Als ze eerder vroegen wat ik later wilde worden, wist ik vaak niet wat ik moest zeggen. Ik had geen idee. Toen we het heilig vormsel deden en we met de hele klas in de mooiste kleertjes in een kring op het priesterkoor voorin de kerk zaten, ging de pastoor rond met de microfoon. Hij vroeg ons wat we later wilden worden. Ik hoorde klasgenootjes zeggen dat ze verpleegster wilden worden of timmerman. Straaljagerpiloot, badjuffrouw, automonteur, metselaar, kapster, alles kwam voorbij. Toen de pastoor de microfoon voor het jongentje naast mij hield en vroeg wat hij wilde worden, greep die de microfoon en riep er keihard in: ,,PAUS”. Dat was de eerste keer dat er behoorlijk hard en lang gelachen werd in de Onze-Lieve-Vrouw Onbevlekt Ontvangenkerk te Erica.

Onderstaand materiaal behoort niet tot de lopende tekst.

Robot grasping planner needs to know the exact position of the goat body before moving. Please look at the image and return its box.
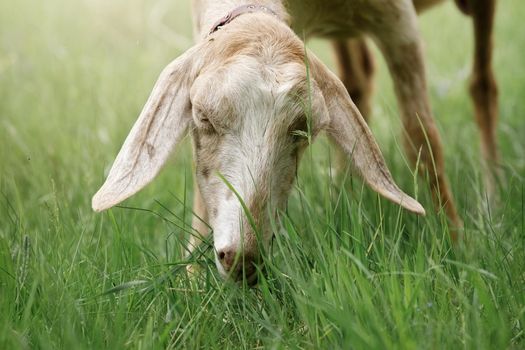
[93,0,496,283]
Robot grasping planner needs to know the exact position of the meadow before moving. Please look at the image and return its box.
[0,0,525,349]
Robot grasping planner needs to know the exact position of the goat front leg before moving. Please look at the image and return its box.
[374,10,462,240]
[466,0,499,197]
[332,38,375,121]
[332,38,375,175]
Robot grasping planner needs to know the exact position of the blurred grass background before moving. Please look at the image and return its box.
[0,0,525,349]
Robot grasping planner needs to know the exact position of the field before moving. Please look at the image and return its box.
[0,0,525,349]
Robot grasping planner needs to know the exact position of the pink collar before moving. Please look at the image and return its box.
[208,5,277,35]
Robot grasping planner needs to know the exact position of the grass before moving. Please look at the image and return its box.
[0,0,525,349]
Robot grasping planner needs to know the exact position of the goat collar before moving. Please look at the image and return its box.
[208,4,278,35]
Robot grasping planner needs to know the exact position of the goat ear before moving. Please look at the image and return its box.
[92,47,198,211]
[309,54,425,215]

Daarna ging ik erover nadenken. Iedereen lachte dan wel zo hard, maar die jongen zou op zich paus kunnen worden. Hij kon heel goed leren en was een goeie misdienaar. Blijkbaar geloofde ik toen al dat alles kan. Paus worden leek me niks voor mij. Maar iets worden in de kerk, dat leek me misschien wel wat. Als ik bijvoorbeeld later in een klooster zou gaan, kon ik mooi de hele dag op het kerkorgel. Misschien wel wat doen in de keuken ook. En een beetje op een bankje kijken naar hoe mooi God de wereld heeft geschapen. Beetje gezellig praten met de andere paters. Beetje lezen in de Bijbel. Ja, er kwam een tijd dat ik opeens wist wat ik later wilde worden. Toen ik het een keer hardop zei in de klas, werd er nog harder gelachen dan om de jongen die paus wilde worden.

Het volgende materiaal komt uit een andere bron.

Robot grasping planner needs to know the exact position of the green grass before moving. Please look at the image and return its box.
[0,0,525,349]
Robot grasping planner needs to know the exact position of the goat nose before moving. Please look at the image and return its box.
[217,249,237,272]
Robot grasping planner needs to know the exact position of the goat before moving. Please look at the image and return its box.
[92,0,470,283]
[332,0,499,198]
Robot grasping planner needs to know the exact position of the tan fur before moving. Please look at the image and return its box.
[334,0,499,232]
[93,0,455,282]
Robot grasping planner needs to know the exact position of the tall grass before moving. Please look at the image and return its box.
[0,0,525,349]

Ik heb het er één keer met meneer pastoor over gehad. Die zei dat ik wel jong was om over zoiets na te denken. Een paar jaar heb ik ermee rondgelopen. Ik was een vrome misdienaar, las voor mijn plezier uit de kinderbijbel, ik speelde thuis elke dag orgel en in het weekend in de kerk. Het zou me mooi lijken. Weg van de gewone wereld.

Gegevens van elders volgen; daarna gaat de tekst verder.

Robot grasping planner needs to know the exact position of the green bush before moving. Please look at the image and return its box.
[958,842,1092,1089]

Maar op een mooie lentedag werd ik voor het eerst verliefd. Ik kon er niks aan doen. Heel erg verliefd. Dat kon niet als je in een klooster wilde, dacht ik. Dus ik zette een streep door mijn kloosterlingenplan. Vanaf die dag wist ik weer niet wat ik later wilde worden. Geen idee. Nog steeds niet trouwens.